Banks and financial institutions regulated by the Office of the Comptroller of the Currency (OCC) faced elevated risks in 2021 from cyberattacks launched on them and their third parties, as well as compliance risks related to the pandemic.

According to the OCC’s “Semiannual Risk Perspective for Fall 2021,” released Monday, the agency has seen cyberattacks become more sophisticated and cause more damage, leading to elevated operational risks.

“The OCC has observed an increase in ransomware attacks in financial services,” the regulator said. “These attacks continue to leverage phishing emails targeting employees and compromised credentials to gain access to networks through remote access channels. Once access is gained, the attackers conduct ransomware and other extortion campaigns.”

The OCC recommended banks “should adopt robust threat and vulnerability monitoring processes and implement stringent and adaptive security measures such as multi-factor authentication or equivalent controls to authenticate access to sensitive systems. Network systems should be properly configured and have effective patch management processes in place. Banks should also ensure that critical systems and records are backed up and stored in immutable formats that are isolated from ransomware or other destructive malware attacks.”

In addition, banks should assess the risks posed by cyberattacks against their third-party vendors and develop “a comprehensive approach to operational resilience.”

“Banks should conduct risk-based due diligence commensurate with the criticality of the activity provided by the third party.
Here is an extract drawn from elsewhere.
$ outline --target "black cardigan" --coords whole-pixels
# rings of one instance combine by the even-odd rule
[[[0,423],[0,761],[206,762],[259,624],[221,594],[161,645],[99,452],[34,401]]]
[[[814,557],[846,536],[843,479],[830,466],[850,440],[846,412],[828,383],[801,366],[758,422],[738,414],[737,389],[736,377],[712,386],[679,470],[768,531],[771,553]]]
This is especially true when introducing new products, services, or delivery channels or when entering into partnerships where the third party provides a critical function,” the OCC stated.

COVID-19 impact

The pandemic continues to present new and emerging risks to banks, particularly as they “adjust to regulatory changes and initiate efforts to serve customers in the final stages of assistance programs and initiatives related to [COVID-19],” according to the OCC.

The winding down of government pandemic relief funding “creates increased compliance responsibilities, high transaction volumes, and new fraud types at a time when banks continue to respond to a changing operating environment,” the report said.

To properly address risks posed by handling government pandemic relief funds for customers, banks should take steps to ”continue to monitor and manage changes and associated risks; ensure that new processes incorporated into their compliance risk management programs are effective and address changes in laws and regulations; manage operational challenges; and ensure compliance obligations are fulfilled while functioning with staff working remotely,” the report said.

One area of compliance that can provide early warning indicators of potential problems is monitoring of customer complaints.

“Monitoring complaints is an important component of an effective compliance risk management program, especially as the pandemic continues to spur multiple changes to bank processes and requirements that may directly or indirectly affect customers,” the OCC said.

Other compliance hurdles

“Specific areas of challenge continue to include responsibilities associated with underwriting and opening new accounts, monitoring customer activity, processing transactions, making loan modifications, servicing loans, communicating with customers, complying with consumer protection laws, and treating customers fairly,” the report said. The OCC noted meeting Bank Secrecy Act (BSA) and Office of Foreign Assets Control (OFAC) compliance obligations, as well as adapting to regulatory and policy actions by the Consumer Financial Protection Bureau (CFPB), as other challenge areas.

Regulated entities would also do well to continually assess the risks climate change presents to the health and safety of their institutions, both physical (hurricanes, wildfires, floods, heatwaves, and sea level rise) and transitional (changes from government policy, technology, and consumer/investor sentiment).

Another compliance risk the OCC highlighted stems from the ever-increasing digitalization of banking and the emergence of digital assets.

“Risk management and control environments should keep pace with innovation and emerging trends, and a comprehensive understanding of risk should be achieved to preserve effective controls,” the report said.